Welcome to your project repository for the ISYS2001 Final Programming Project. This repo provides a starting point for building your Smart Finance Assistant.
In this project, you will design and implement a Smart Finance Assistant using:
- Python (Google Colab)
- hands-on-ai (chat, RAG, agent tools)
- Gradio (to create a simple app interface)
Your Assistant should include:
- Chat: a finance-oriented personality bot
- RAG: retrieval from CSV or other documents
- Agent Tool: one custom tool (e.g., budget calculator, currency converter)
- Gradio UI: a simple interface tying everything together
- Tests: a Testing Section in your notebook
You may adapt this structure or create your own.
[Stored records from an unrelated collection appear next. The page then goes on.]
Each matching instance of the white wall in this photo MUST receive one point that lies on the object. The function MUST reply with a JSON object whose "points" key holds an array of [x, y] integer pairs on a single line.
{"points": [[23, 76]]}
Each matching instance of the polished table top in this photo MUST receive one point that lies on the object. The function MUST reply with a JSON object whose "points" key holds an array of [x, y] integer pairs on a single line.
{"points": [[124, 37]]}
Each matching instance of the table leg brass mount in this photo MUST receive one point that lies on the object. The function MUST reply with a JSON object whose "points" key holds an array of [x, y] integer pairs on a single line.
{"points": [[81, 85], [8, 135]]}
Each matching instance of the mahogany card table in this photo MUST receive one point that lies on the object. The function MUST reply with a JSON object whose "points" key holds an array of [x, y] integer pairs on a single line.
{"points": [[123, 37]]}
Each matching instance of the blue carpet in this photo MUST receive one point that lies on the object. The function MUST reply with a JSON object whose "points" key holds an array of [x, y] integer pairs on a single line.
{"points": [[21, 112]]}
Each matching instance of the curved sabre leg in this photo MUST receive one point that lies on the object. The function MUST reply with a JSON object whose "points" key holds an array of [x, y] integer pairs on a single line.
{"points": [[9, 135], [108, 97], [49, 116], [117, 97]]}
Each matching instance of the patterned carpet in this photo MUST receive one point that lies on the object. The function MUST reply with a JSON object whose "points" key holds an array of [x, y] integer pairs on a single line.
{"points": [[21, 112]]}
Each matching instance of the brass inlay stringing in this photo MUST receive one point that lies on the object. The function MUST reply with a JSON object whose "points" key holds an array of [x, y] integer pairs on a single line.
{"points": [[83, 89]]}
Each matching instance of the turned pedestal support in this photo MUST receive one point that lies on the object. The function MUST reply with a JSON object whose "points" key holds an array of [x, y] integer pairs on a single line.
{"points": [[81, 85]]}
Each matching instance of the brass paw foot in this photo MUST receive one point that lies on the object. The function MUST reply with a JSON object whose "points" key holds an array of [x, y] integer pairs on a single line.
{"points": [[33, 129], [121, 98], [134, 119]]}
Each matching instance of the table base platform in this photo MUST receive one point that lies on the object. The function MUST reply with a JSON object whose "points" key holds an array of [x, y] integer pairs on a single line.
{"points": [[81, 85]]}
Clarity and organisation are graded in the rubric.
/README.md ← this file
/assignment.pdf ← official assignment specification
/starter_notebook.ipynb ← scaffold notebook with six-step method
/example_diary.md ← sample Developer’s Diary entries
/data/ ← your CSVs or sample datasets
/tests/ ← your test scripts or asserts
/ai-conversations/ ← weekly AI Evidence Packages (screenshots, notes)
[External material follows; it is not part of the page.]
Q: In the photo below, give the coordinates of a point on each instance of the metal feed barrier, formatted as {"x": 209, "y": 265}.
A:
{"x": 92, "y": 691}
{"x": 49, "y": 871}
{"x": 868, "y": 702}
/docs/ ← pseudocode, design notes, planning docs
- Open the
starter_notebook.ipynbin Google Colab. - Follow the six-step methodology:
- Understand the problem
- Identify inputs and outputs
- Work the problem by hand
- Write pseudocode
- Convert to Python
- Test with a variety of data
- Add at least one meaningful GitHub commit per week (Weeks 8–12).
- Document AI use in your Developer’s Diary (
/ai-conversations/folder or a markdown file).
- Colab Notebook with full project implementation
- GitHub repository with:
- Notebook, README, and Developer’s Diary
- Weekly AI Evidence Packages (Weeks 8–12)
- Meaningful commit history
- Developer’s Diary entries that include:
- Artifact: screenshot or snippet of AI use
- Context: your goal
- Reflection: what worked, what didn’t, what you learned
- Functionality – chatbot, RAG, tool, and UI integrated (30%)
- Testing & Debugging – clear tests, meaningful edge cases (20%)
- AI Collaboration & Progress – AI evidence + weekly commits (20%)
- Business Relevance – meaningful finance problem (15%)
- Clarity & Reflection – repo organisation, README, diary (15%)
For the full rubric, see assignment.pdf.
- hands-on-ai Package: GitHub Repository
- Documentation: DeepWiki Guide
- For AI Assistants: Share this LLM context file with ChatGPT/Claude/Copilot for better code suggestions
- Keep your commits small and descriptive.
- Use AI as a coding partner, not a crutch.
- Remember: undocumented AI use = misconduct.
Good luck, and have fun building your Finance Assistant! 🎉
The template code in this repository is licensed under the MIT License. See the LICENSE file for more details.
You are free to license your own work (your project code) under any license you choose.